# Horizontal siding on a round wall?



## vtgaetano (Mar 5, 2006)

Anyone ever done that? I have done many verticle, but never level. Check out the pics I posted of the round wall siding in the photo "gallery" and let me know how you would do it..........:thumbup:


----------



## vtgaetano (Mar 5, 2006)

or not....


----------



## dayspring (Mar 4, 2006)

I've done diagonal, never horizonzl.


----------



## vtgaetano (Mar 5, 2006)

dayspring said:


> I've done diagonal, never horizonzl.


Diagonal? That must of looked interesting.


----------



## Guest (Apr 4, 2006)

Mitered corners take alot more time and care. Bevel siding won't work because one face is a different radius than the other and the material begins to climb off layout. T&G doesnt work because you cant get the groove to fall onto the tongue. You wanna use flat shiplap-or T&G with half the groove removed. If the radius is too tight to bend the pieces into, use narrower material or try kerfing the backside.
Funny how circular work is an attractant, this is the first thing my carpenter/crew would go do in a whole siding job.


----------



## vtgaetano (Mar 5, 2006)

D.C. said:


> Mitered corners take alot more time and care. Bevel siding won't work because one face is a different radius than the other and the material begins to climb off layout. T&G doesnt work because you cant get the groove to fall onto the tongue. You wanna use flat shiplap-or T&G with half the groove removed. If the radius is too tight to bend the pieces into, use narrower material or try kerfing the backside.
> Funny how circular work is an attractant, this is the first thing my carpenter/crew would go do in a whole siding job.

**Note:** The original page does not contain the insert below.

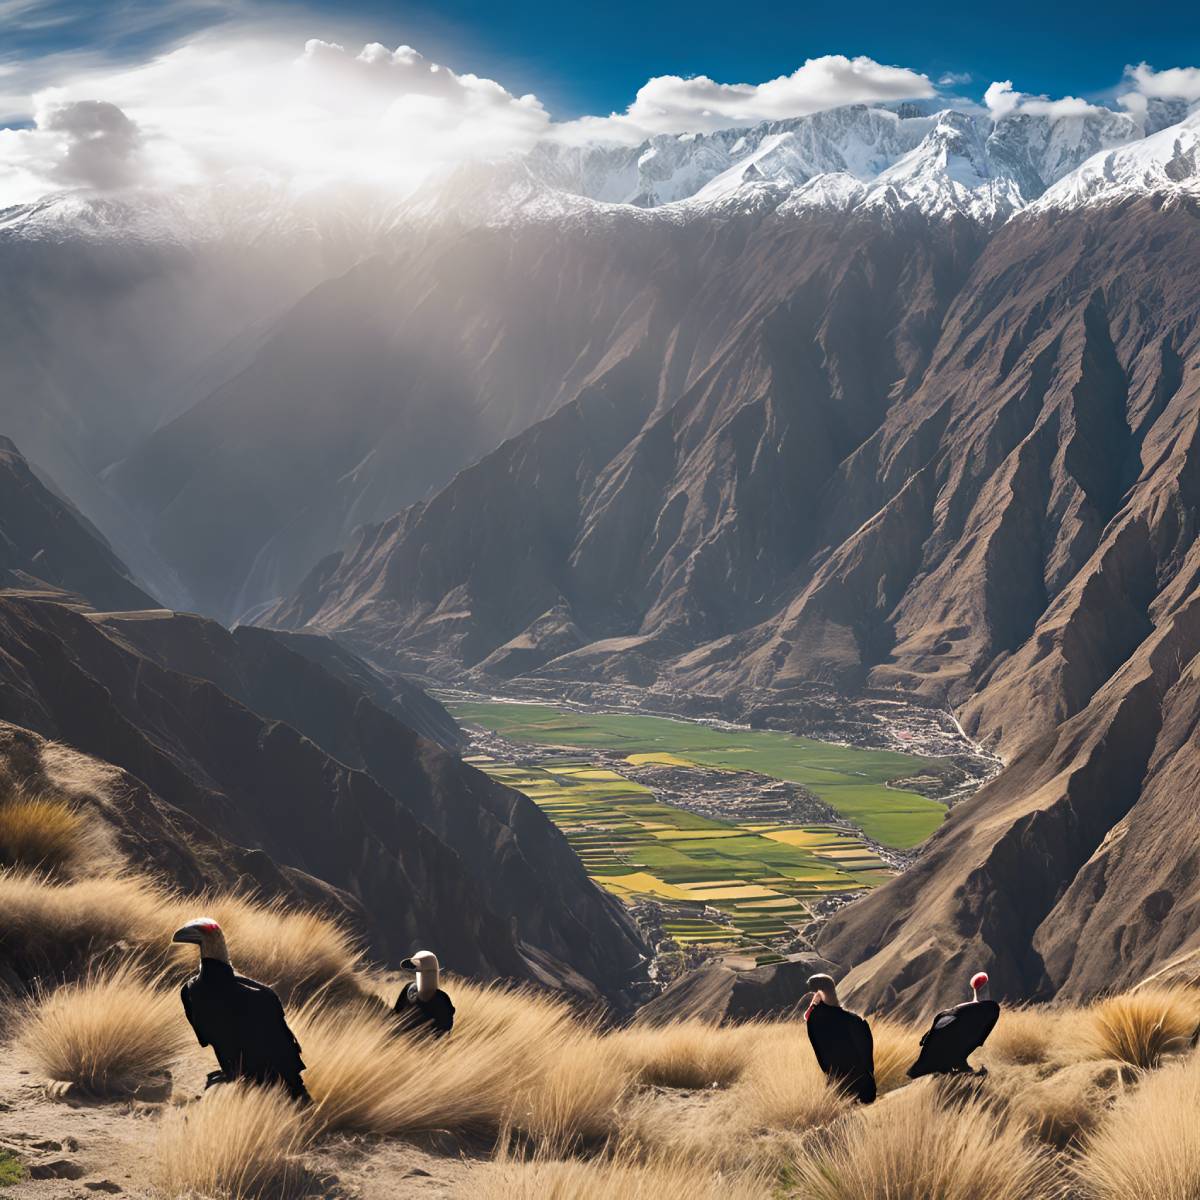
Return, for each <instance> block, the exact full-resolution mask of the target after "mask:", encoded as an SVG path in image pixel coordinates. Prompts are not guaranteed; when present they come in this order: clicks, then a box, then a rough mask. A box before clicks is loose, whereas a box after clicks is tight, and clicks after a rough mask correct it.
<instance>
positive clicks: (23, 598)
mask: <svg viewBox="0 0 1200 1200" xmlns="http://www.w3.org/2000/svg"><path fill="white" fill-rule="evenodd" d="M292 644H293V640H292V638H288V637H282V638H281V637H277V636H276V635H272V634H270V632H268V631H265V630H253V629H247V630H239V631H236V632H235V634H229V632H227V631H226V630H224V629H222V628H221V626H220V625H216V624H215V623H212V622H208V620H203V619H200V618H196V617H184V616H173V614H169V613H162V612H158V613H124V614H112V616H101V614H95V613H86V612H79V611H76V610H73V608H71V607H67V606H65V605H61V604H56V602H52V601H47V600H32V599H25V598H20V596H8V598H5V596H0V650H2V654H0V682H2V686H0V720H4V721H8V722H11V724H12V725H16V726H22V727H24V728H25V730H30V731H35V732H36V733H38V734H42V736H43V737H49V738H54V739H58V740H61V742H65V743H67V744H68V745H70V746H72V748H74V749H77V750H80V751H83V752H84V754H89V755H92V756H95V757H96V758H101V760H103V761H106V762H108V763H112V764H114V766H115V767H116V768H120V769H121V770H124V772H126V773H127V774H128V776H130V778H131V779H133V780H136V781H137V793H138V794H139V796H142V798H143V802H144V803H145V804H146V805H149V810H150V811H149V812H148V818H146V821H145V822H144V823H143V826H142V832H140V834H139V835H138V836H139V838H140V840H142V841H143V842H144V845H142V846H139V848H138V853H137V860H138V862H145V863H148V864H151V865H154V866H157V868H158V869H160V870H161V871H162V872H163V874H166V875H167V876H168V877H170V878H174V880H175V881H176V882H179V883H181V884H184V886H187V887H196V886H198V883H199V882H202V881H198V880H197V878H196V871H197V864H198V863H205V862H208V863H211V862H212V860H214V858H216V857H220V856H221V854H222V847H228V853H227V854H226V859H227V862H224V863H222V864H221V865H220V866H218V868H216V869H214V870H212V880H211V881H210V882H214V883H215V882H221V883H229V882H242V883H247V884H252V886H256V887H259V888H262V889H265V890H268V892H269V893H274V894H281V893H283V894H287V895H289V896H290V899H293V900H313V899H316V900H320V901H328V902H331V904H335V906H338V907H342V908H343V910H348V911H349V912H350V913H352V916H353V918H354V919H355V923H356V924H358V926H359V928H360V929H361V930H362V931H364V932H365V935H366V940H367V944H368V947H370V949H371V952H372V953H373V954H374V955H376V956H378V958H379V959H382V960H383V961H388V962H392V964H395V962H396V961H398V960H400V958H402V956H403V955H406V954H409V953H412V950H413V948H414V947H415V946H416V944H418V943H421V944H425V943H427V944H431V946H437V947H438V950H439V954H442V955H443V958H444V960H445V961H446V964H448V965H450V966H451V967H454V968H456V970H460V971H466V972H470V973H473V974H478V976H481V977H484V978H490V977H509V978H518V979H535V980H539V982H542V983H546V984H551V985H554V986H565V988H568V989H570V990H572V991H575V992H577V994H580V995H584V996H595V995H598V994H604V995H608V996H610V997H613V998H617V997H619V994H620V991H622V989H623V986H624V985H625V984H626V983H628V982H629V979H630V974H631V973H632V972H635V971H636V967H637V964H638V960H640V952H641V943H640V940H638V937H637V935H636V932H635V931H634V928H632V926H631V924H630V923H629V922H628V919H626V918H625V916H624V913H623V912H622V910H620V907H619V905H618V904H617V902H616V901H613V900H612V899H611V898H607V896H606V895H605V894H604V893H601V892H600V890H599V889H598V888H595V887H594V886H593V884H592V883H590V882H589V881H588V880H587V877H586V876H584V874H583V870H582V868H581V866H580V864H578V860H577V859H576V858H575V856H574V853H572V852H571V851H570V848H569V847H568V845H566V842H565V840H563V838H562V836H560V835H559V834H558V833H557V830H556V829H554V828H553V827H552V826H551V824H550V823H548V821H546V820H545V818H544V817H542V816H541V814H540V812H539V810H538V809H536V806H535V805H534V804H533V803H532V802H530V800H527V799H526V798H524V797H523V796H520V794H517V793H515V792H511V791H509V790H506V788H504V787H500V786H498V785H496V784H493V782H492V781H491V780H488V779H487V778H486V776H485V775H482V774H481V773H479V772H476V770H474V769H473V768H470V767H468V766H466V764H464V763H463V762H462V761H461V760H458V758H457V757H456V756H455V755H452V754H450V752H448V751H446V750H444V749H442V748H440V746H438V745H436V744H434V743H432V742H428V740H426V739H425V738H422V737H420V736H419V734H416V733H414V732H413V731H412V730H410V728H408V727H407V726H406V725H403V724H401V721H398V720H397V719H396V718H395V715H392V713H391V712H389V710H388V709H386V708H380V707H378V706H377V704H376V703H374V702H373V701H372V700H371V697H370V696H367V695H365V694H364V692H362V691H361V690H360V689H359V688H358V686H356V685H355V684H354V683H353V679H349V682H348V674H347V673H343V676H342V677H338V674H336V673H331V672H330V671H329V670H326V668H325V667H324V666H322V665H320V664H319V662H318V661H314V658H313V656H312V655H311V654H307V653H300V652H298V650H295V649H293V648H292ZM348 658H349V656H347V655H344V654H342V655H340V659H341V660H342V661H343V662H344V660H346V659H348ZM364 670H365V668H364ZM428 703H430V706H432V704H433V702H432V701H430V702H428ZM151 816H152V817H154V820H150V817H151ZM139 821H140V818H137V817H131V818H130V821H128V822H127V823H128V824H131V826H132V828H133V829H138V828H139ZM156 822H157V823H156ZM161 826H166V827H169V828H168V829H167V833H166V834H164V836H163V839H162V840H163V841H164V845H158V844H157V842H156V840H155V838H154V830H155V828H158V827H161ZM193 832H194V833H193ZM193 838H194V840H196V841H197V842H198V844H199V845H200V846H202V847H203V852H199V853H196V852H193V853H190V852H187V851H186V850H175V851H173V848H172V844H173V842H175V841H179V840H184V841H191V840H193ZM175 859H179V862H178V863H175ZM173 866H178V868H179V874H178V875H176V872H175V871H174V870H173Z"/></svg>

Well D.C. like I said, I have done them vertical, no sweat. This guy is the owner of a well established Const. Co. and was set on having cedar clapboards, level. Didn't care how, just wanted them. He and I have both been doing it a day or two, and researched the chit out of the task and didn't find much. Some old pictures of round barns with clapboards but no info on how they managed to do that. So I tried all my tricks, kerfed the back, (showed through on a little cedar clappy), only way I found to do it was little pieces, 30" tops. Plus landing them on a stud, obviously. Check out the pic in the "framing gallery" and you will see it, done. Came out pretty good, everyone loves it, I guess that's the important part. I would put the pic in this post, but don't know how to do it.


----------



## dayspring (Mar 4, 2006)

vtgaetano said:


> Diagonal? That must of looked interesting.



To be honest, it was interesting, and difficult. Used 8" bevel cedar. The round room was about 22 ft tall, 10ft radius, with 10- 2'w x 5'h, windows on the half of the circle that faced outside stacked 5 bottom and 5 top. It looked as if the room was spinning.


----------